O Reino Unido registrou nesta segunda-feira a temperatura mais alta já registrada em maio, com marcas de até 35°C esperadas para a tarde. A leitora provisional do Met Office aponta 33,5°C em Heathrow, superando o recorde anterior de maio, que ocorreu em Camden Square em 1922 e voltou a aparecer em Tunbridge Wells e Regent’s Park em 1944.
A sequência de dias quentes deve continuar ao longo da semana, com previsão de pico de 35°C novamente na terça-feira. A Met Office estima 31°C para quarta e 30°C para quinta, mantendo o padrão de calor intenso para o período.
Pelo país, as noites também ficaram entre as mais quentes já registradas em maio, com Kenley registrando 19,4°C como temperatura mínima. O calor atinge boa parte da Europa Ocidental, elevando preocupações com saúde pública e necessidade de adaptação.

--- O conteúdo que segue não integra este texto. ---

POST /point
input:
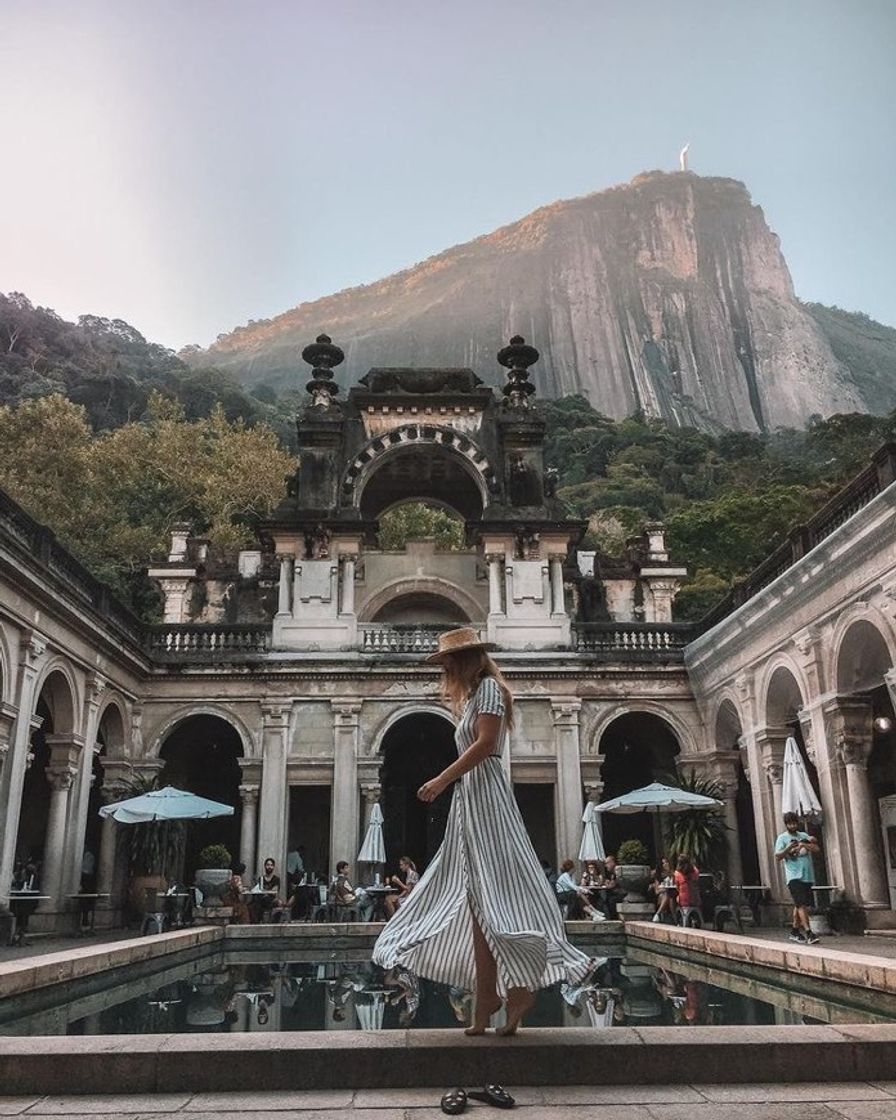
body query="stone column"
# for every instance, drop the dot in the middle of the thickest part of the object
(61, 774)
(348, 584)
(569, 803)
(249, 795)
(558, 606)
(344, 808)
(495, 568)
(33, 652)
(285, 588)
(850, 731)
(274, 792)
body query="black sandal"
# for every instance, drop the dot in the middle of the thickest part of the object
(493, 1094)
(454, 1102)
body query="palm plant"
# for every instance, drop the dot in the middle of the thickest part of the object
(154, 847)
(700, 833)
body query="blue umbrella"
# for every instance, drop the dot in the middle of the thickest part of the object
(167, 804)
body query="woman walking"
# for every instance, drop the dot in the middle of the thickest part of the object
(483, 916)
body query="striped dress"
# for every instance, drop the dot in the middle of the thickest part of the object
(486, 866)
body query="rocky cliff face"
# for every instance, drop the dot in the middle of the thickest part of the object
(669, 295)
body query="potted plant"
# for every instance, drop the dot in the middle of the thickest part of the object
(633, 871)
(155, 849)
(213, 873)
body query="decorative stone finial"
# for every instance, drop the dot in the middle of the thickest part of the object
(518, 357)
(323, 356)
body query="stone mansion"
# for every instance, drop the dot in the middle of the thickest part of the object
(294, 688)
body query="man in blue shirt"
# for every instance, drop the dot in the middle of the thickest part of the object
(795, 849)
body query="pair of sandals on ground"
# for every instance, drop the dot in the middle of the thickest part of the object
(455, 1100)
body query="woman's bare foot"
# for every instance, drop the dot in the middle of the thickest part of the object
(484, 1011)
(519, 1001)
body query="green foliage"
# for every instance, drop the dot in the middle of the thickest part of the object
(214, 856)
(727, 500)
(700, 833)
(416, 520)
(112, 497)
(632, 852)
(152, 847)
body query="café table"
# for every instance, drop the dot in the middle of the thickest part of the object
(379, 893)
(820, 920)
(22, 904)
(753, 895)
(86, 903)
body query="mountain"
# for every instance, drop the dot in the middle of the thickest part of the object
(668, 295)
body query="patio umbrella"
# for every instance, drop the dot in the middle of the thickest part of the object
(167, 804)
(591, 841)
(796, 795)
(373, 849)
(658, 799)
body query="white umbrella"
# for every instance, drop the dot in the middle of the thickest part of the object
(373, 849)
(796, 795)
(167, 804)
(658, 799)
(591, 841)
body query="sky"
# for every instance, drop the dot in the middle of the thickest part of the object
(190, 165)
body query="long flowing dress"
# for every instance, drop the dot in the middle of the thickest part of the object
(485, 866)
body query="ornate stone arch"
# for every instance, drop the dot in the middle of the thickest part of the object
(679, 727)
(858, 613)
(59, 665)
(379, 450)
(114, 700)
(776, 662)
(236, 722)
(416, 708)
(429, 585)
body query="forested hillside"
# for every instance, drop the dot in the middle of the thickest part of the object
(110, 439)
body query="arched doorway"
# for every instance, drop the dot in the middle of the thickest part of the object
(637, 748)
(202, 755)
(414, 749)
(728, 735)
(55, 711)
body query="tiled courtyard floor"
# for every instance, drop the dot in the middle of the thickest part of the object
(855, 1101)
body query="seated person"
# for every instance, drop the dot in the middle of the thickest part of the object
(403, 883)
(347, 897)
(567, 889)
(261, 906)
(234, 895)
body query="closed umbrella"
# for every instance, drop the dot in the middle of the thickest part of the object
(796, 794)
(373, 849)
(167, 804)
(591, 840)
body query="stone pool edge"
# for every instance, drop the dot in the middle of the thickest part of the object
(423, 1058)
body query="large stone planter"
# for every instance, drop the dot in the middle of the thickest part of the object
(212, 882)
(634, 879)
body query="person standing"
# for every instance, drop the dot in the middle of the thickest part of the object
(795, 849)
(483, 916)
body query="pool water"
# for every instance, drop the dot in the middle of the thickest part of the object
(238, 991)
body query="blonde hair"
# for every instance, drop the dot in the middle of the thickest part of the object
(462, 673)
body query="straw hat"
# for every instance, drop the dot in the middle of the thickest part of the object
(464, 637)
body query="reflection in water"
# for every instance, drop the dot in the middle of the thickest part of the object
(231, 995)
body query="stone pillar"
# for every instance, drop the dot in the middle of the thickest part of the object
(569, 804)
(348, 582)
(344, 808)
(285, 587)
(274, 792)
(249, 795)
(33, 652)
(850, 731)
(495, 570)
(61, 774)
(558, 606)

Especialistas destacam risco aumentado para grupos vulneráveis, como idosos, gestantes e pessoas com doenças. Alertas de calor foram emitidos para indicar possíveis impactos na vida diária, com pressão sobre serviços de saúde.
Pesquisadores lembram que o calor extremo está ligado ao aquecimento global, que intensifica eventos climáticos severos. A análise aponta que medidas de adaptação serão cruciais para reduzir danos à população.
Órgãos oficiais ressaltam que as mudanças chegam de forma progressiva, exigindo planejamento estrutural. A recomendação, segundo especialistas, é ampliar a capacidade de adaptação, incluindo ventilação, áreas sombreadas e infraestrutura pública resiliente.